The semiconductor chip shortage slowed new vehicle production and increased demand for used automobiles, putting more older cars on the road. Automakers improvised and are shipping new vehicles without specific chip-dependent features.
As this shift in the automotive market unfolds, the full impact remains unknown. If a car experiences a defect, who is liable, and how can car owners protect themselves if a malfunction causes serious injury?
Automotive product defects and recalls are rising
The Original Equipment Suppliers Association (OESA) prepares a yearly analysis of vehicle defect trends. OESA reported 341 safety recall campaigns for light vehicles during 2018, the highest on record to that point. The 2019 report anticipated greater potential financial and legal consequences for auto manufacturers as the population of older vehicles increases.
Product defects can cause lasting injury
A rush to produce vehicles to meet consumer demand could result in defective parts that cause accidents. If a flaw in manufacturing or design affects a driver’s ability to steer, speed up or brake, a significant accident could occur, leaving the manufacturer responsible for defects.

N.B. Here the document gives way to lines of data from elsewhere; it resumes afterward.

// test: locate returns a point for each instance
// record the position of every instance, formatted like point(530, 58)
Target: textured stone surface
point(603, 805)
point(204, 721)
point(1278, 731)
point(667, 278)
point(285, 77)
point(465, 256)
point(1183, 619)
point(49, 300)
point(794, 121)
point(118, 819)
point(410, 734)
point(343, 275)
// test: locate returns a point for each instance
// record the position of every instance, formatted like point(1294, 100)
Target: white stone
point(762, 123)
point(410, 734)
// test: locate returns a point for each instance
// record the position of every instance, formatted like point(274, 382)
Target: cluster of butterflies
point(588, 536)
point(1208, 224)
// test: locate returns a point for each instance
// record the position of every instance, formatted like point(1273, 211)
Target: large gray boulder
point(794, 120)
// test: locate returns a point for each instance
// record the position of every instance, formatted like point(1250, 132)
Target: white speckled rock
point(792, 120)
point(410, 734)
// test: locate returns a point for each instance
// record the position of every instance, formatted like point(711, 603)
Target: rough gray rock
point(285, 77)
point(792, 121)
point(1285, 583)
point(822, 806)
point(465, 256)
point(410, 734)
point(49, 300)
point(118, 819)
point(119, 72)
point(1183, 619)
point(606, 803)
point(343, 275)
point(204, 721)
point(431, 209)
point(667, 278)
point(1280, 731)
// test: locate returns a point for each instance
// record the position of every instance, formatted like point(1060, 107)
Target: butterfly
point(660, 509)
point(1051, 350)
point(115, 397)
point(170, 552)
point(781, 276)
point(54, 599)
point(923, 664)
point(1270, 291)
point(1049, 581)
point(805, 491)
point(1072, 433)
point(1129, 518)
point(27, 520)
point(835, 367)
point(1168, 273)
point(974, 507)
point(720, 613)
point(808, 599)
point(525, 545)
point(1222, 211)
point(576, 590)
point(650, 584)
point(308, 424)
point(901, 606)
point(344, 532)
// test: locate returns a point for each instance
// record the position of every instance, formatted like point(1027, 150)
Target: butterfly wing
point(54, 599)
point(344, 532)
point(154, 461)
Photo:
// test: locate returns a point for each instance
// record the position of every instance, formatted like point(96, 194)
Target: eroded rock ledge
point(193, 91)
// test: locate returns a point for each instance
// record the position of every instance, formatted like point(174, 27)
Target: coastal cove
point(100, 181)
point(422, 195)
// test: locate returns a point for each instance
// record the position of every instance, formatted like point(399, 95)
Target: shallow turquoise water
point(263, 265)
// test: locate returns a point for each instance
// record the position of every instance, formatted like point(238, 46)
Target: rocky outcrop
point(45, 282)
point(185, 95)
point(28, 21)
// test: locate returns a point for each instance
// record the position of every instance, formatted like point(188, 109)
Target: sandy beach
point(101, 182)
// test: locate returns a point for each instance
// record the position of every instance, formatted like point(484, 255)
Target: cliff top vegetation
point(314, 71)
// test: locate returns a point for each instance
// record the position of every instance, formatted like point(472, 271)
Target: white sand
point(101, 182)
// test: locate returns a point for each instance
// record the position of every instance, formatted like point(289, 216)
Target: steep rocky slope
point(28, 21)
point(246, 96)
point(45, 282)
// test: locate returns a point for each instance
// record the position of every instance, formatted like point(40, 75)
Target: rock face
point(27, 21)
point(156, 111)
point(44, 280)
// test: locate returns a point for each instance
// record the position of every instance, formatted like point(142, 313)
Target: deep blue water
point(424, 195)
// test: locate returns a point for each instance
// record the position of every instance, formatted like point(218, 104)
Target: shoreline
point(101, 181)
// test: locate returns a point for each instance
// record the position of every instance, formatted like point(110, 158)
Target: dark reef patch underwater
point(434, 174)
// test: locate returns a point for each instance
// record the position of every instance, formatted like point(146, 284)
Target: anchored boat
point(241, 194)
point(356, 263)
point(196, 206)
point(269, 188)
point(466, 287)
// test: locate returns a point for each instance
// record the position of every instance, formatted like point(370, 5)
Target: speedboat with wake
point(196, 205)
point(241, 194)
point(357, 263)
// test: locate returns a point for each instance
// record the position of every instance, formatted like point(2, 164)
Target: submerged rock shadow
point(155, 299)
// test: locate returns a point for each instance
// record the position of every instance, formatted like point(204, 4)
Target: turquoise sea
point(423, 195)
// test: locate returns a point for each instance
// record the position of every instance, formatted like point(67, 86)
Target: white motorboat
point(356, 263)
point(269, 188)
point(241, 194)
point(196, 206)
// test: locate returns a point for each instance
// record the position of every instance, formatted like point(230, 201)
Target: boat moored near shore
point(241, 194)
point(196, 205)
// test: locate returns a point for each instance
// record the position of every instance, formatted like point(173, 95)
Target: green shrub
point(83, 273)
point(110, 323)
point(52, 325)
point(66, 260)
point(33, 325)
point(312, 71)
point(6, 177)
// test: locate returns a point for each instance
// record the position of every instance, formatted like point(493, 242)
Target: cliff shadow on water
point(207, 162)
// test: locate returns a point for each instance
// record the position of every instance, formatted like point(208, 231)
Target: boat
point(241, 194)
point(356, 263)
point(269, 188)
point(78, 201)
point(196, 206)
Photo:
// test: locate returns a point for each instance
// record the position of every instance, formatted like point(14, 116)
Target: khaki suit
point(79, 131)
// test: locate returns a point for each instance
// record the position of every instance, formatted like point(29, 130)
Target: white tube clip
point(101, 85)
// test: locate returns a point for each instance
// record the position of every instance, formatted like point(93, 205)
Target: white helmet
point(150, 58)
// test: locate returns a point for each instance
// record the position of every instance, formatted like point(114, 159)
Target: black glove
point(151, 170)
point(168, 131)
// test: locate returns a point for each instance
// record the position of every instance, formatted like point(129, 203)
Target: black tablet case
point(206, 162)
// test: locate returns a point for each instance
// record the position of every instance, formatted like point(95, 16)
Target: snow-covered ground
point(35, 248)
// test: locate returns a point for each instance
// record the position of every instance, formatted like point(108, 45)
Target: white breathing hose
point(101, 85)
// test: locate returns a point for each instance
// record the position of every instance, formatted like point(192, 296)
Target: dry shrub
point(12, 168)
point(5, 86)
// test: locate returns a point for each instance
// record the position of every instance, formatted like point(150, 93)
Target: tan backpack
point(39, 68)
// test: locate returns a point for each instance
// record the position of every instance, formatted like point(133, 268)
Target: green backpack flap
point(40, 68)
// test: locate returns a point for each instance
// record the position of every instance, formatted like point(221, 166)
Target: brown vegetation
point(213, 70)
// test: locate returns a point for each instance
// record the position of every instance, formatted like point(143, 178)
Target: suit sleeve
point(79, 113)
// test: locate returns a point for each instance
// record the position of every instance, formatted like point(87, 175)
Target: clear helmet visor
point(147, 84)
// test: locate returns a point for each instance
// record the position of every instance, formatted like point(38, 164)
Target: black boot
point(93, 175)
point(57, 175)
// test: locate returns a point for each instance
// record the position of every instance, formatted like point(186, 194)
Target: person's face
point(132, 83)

Vehicle computers and wiring are among items commonly listed as defective. Automobiles may also be prone to severe accidents from faulty airbags, seatbelts, tires or fuel systems. If a defective component causes a crash and severe harm, injured individuals may pursue a product liability claim.
For instance, an airbag may injure a vehicle occupant by deploying too quickly. Conversely, an accident may excessively impair occupants if airbags do not deploy at all. Either occurrence gives rise to a potential legal claim for the driver or passengers.
Product liability cases involve complicated legal considerations, and anyone who operates or occupies a vehicle does well to know their rights.